Slide aboard and you’ll find seats that are only as supportive as they need be for low-energy city driving, and that perch you usefully high for an expansive view forward (protective but fairly chunky A-pillars notwithstanding). There’s also some additional storage within the cabin – a couple of new nets and trays – but the feeling of what could be described as ‘avant-garde quirk’ is undermined by some flimsy panels and cheap plastics at key touchpoints. The handbrake is one particularly poor example. 

The ForTwo EQ line-up is fairly straightforward, starting with Passion (15in alloy wheels, halogen headlights, rear-parking sensors and 7in touchscreen infotainment), then moving up to Pulse Premium (16in alloys, panoramic roof and rear-view camera) before you reach Prime Exclusive, which costs some £2300 over base and adds full LED headlights, heated leather seats and ambient lighting.

There’s also an ‘Edition One’ spec at launch, which is plastered with decals much like those seen on the Mercedes-AMG models of the same name (cute fun or an utter travesty, the choice is yours) and some red/black gloss trim to go with various Brabus-branded elements. At £23,065 even after the £3500 government grant for plug-in cars, don’t expect to see many of these on the road.
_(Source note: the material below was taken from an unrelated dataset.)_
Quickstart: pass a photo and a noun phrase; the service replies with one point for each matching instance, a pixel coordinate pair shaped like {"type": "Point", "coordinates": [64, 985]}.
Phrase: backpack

And so to the big problem, which is that a 17.6kWh battery today classes as unusually small, and even when calculated under the NEDC regime (considered an optimistic method), the ForTwo’s range fails to make it into triple digits.

On account of Smart’s unambiguously city-centric proposition and the state of the competition, such limited autonomy may have once been forgivable but now looks downright feeble, not least compared to the WLTP-calculated 161 miles offered by the new electric Skoda Citigo.